This section is from "The Horticulturist, And Journal Of Rural Art And Rural Taste", by P. Barry, A. J. Downing, J. Jay Smith, Peter B. Mead, F. W. Woodward, Henry T. Williams. Also available from Amazon: Horticulturist and Journal of Rural Art and Rural Taste.
"A stitch in time" is an old saying; and a careful examination around trees, from time to time, at this season of the year, will often prevent depredations of mice and injury to the trees.
After so much experience, what is, in your opinion, the best remedy or preventive of mice from gnawing young orchard trees.

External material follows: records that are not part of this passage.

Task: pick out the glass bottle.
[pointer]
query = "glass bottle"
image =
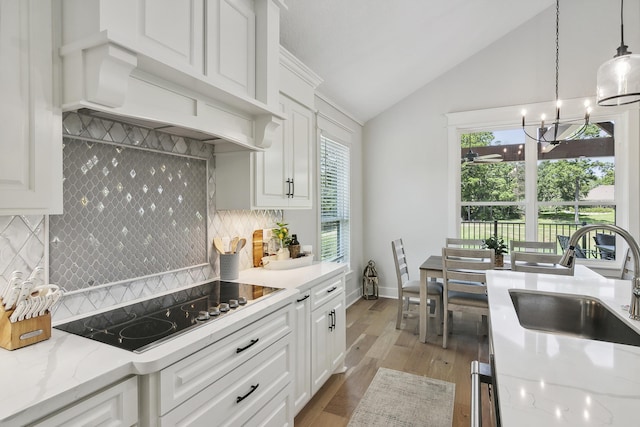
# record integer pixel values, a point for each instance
(294, 246)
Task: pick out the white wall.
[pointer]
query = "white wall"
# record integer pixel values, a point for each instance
(306, 223)
(405, 148)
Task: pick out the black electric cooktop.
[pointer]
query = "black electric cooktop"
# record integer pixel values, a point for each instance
(143, 325)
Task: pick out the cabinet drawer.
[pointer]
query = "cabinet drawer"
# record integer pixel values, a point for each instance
(189, 376)
(115, 406)
(241, 393)
(322, 293)
(276, 413)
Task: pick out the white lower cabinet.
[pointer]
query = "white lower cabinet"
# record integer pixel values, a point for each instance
(242, 379)
(115, 406)
(302, 380)
(320, 337)
(328, 336)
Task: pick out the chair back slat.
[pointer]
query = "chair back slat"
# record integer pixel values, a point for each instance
(627, 266)
(453, 242)
(544, 263)
(402, 269)
(461, 265)
(530, 246)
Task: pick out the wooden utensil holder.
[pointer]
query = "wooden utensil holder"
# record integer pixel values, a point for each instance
(23, 333)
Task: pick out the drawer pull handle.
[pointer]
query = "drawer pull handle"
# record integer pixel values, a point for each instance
(241, 398)
(303, 298)
(241, 349)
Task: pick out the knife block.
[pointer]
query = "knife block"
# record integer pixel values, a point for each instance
(23, 333)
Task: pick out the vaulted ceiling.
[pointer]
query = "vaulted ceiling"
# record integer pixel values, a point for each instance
(373, 53)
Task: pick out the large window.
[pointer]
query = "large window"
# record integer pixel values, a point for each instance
(522, 189)
(334, 200)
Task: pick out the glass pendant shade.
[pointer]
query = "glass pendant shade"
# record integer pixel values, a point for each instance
(618, 81)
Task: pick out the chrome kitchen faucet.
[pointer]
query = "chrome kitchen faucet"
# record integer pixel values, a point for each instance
(569, 257)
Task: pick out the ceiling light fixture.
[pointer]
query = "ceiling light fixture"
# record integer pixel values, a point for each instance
(618, 80)
(557, 132)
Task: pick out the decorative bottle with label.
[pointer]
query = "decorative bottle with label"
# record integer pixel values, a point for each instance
(294, 246)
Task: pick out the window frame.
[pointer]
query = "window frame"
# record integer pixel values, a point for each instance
(346, 253)
(625, 130)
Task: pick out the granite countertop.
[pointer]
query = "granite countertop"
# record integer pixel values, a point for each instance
(553, 379)
(48, 375)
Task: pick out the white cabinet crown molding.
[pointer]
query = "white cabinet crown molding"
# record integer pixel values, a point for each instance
(108, 61)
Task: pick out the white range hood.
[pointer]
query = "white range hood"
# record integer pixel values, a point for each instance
(203, 69)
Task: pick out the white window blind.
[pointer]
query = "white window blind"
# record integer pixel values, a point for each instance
(334, 200)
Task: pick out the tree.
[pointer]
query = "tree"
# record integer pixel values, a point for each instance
(557, 179)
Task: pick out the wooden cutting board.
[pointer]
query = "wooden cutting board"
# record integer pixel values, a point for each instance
(257, 248)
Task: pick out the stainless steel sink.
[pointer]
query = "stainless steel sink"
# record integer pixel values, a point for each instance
(575, 315)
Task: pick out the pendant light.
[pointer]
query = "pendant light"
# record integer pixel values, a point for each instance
(556, 132)
(619, 78)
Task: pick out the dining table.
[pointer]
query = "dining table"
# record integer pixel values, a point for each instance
(431, 269)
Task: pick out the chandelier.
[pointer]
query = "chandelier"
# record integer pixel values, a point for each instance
(557, 131)
(619, 78)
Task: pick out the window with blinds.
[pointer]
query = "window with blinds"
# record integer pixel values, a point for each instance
(334, 200)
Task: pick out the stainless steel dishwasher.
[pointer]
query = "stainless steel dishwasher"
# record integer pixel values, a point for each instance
(483, 373)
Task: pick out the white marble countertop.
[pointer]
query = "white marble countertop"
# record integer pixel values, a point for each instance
(547, 379)
(45, 376)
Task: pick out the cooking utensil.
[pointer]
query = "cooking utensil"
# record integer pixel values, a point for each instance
(20, 308)
(37, 276)
(217, 243)
(240, 245)
(16, 278)
(12, 297)
(25, 291)
(52, 299)
(233, 244)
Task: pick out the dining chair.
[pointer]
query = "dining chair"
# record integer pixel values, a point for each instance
(453, 242)
(564, 244)
(537, 262)
(409, 290)
(605, 245)
(465, 290)
(531, 246)
(626, 272)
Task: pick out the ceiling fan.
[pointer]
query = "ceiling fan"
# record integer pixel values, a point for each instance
(474, 158)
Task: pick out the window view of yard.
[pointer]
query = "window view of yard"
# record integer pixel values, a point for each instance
(574, 186)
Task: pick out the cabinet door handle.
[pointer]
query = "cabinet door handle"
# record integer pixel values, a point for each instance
(241, 349)
(303, 298)
(289, 192)
(241, 398)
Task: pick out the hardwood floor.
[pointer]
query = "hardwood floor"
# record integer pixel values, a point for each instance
(373, 341)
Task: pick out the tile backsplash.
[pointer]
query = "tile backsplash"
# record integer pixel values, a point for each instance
(105, 267)
(127, 213)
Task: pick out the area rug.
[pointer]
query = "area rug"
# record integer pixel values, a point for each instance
(397, 398)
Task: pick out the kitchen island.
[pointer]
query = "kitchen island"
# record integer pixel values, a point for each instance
(67, 370)
(553, 379)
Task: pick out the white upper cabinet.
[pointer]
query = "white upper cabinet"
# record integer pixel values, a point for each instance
(203, 65)
(231, 52)
(285, 170)
(31, 133)
(282, 176)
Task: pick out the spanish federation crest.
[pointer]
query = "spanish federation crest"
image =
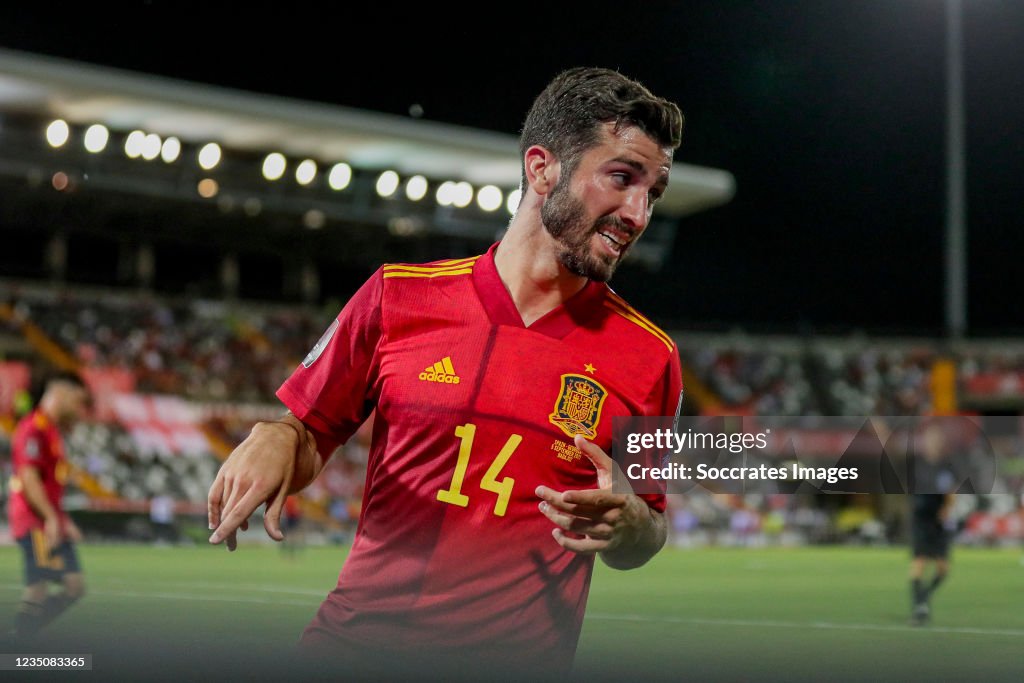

I have a large quantity that are, or will be, somewhat exposed, and I want to take early measures to prevent injury. If coal tar is recommended, how am I to judge that it is not too strong so as to injure the trees! In haste, respectfully, T. G. Yeomahs. Walworth, N. F., Oct. 2, 1861.
We believe the best preventive to be the following. Just before winter, throw up a small hill about a foot high round each tree - removing it in the spring. The mice look for the tender bark at the surface of the ground, and not being able to find it, let the tree alone.
Coal tar is found dangerous - sometimes serving the purpose well - but, when too strong, killing the tree. ED.
Examine carefully your trees around which you have spread a mulch; so, also, your orchard left in grass. As we write, a friend has just come to say his young and thrifty dwarf trees, an hundred or more, are nearly all girdled by mice, because his man, when mulching in the fall, carelessly put the litter close to their bodies. If snow lies deep on the * earth, it is always safe, and, in the light of preventive, profitable, to expend time in tramping hard, close around the bodies of all fruit trees. By so doing the injurious work of may a mouse may be checked.
It is a too common practice with farmers, and some professed fruit-growers, to prune apple, pear, cherry, and other trees in midwinter. We do not regard the season as the correct or best one for the labor; and why, because if the operation is correctly performed, the cut made close to the bud or body, it is liable to dry hard, crack, and cause death or an enfeebled condition of the bud in the one case, or decay of the trunk or large limb in the other. Very rare is it that wounds made in winter heal over readily. If the work is not carefully performed at the first operation, that is, if to save the bud from drying, we cut an inch beyond it, then the whole has again to be gone over in spring or summer; or otherwise, on the end of each branch so pruned, we have a piece of wood to die and decay.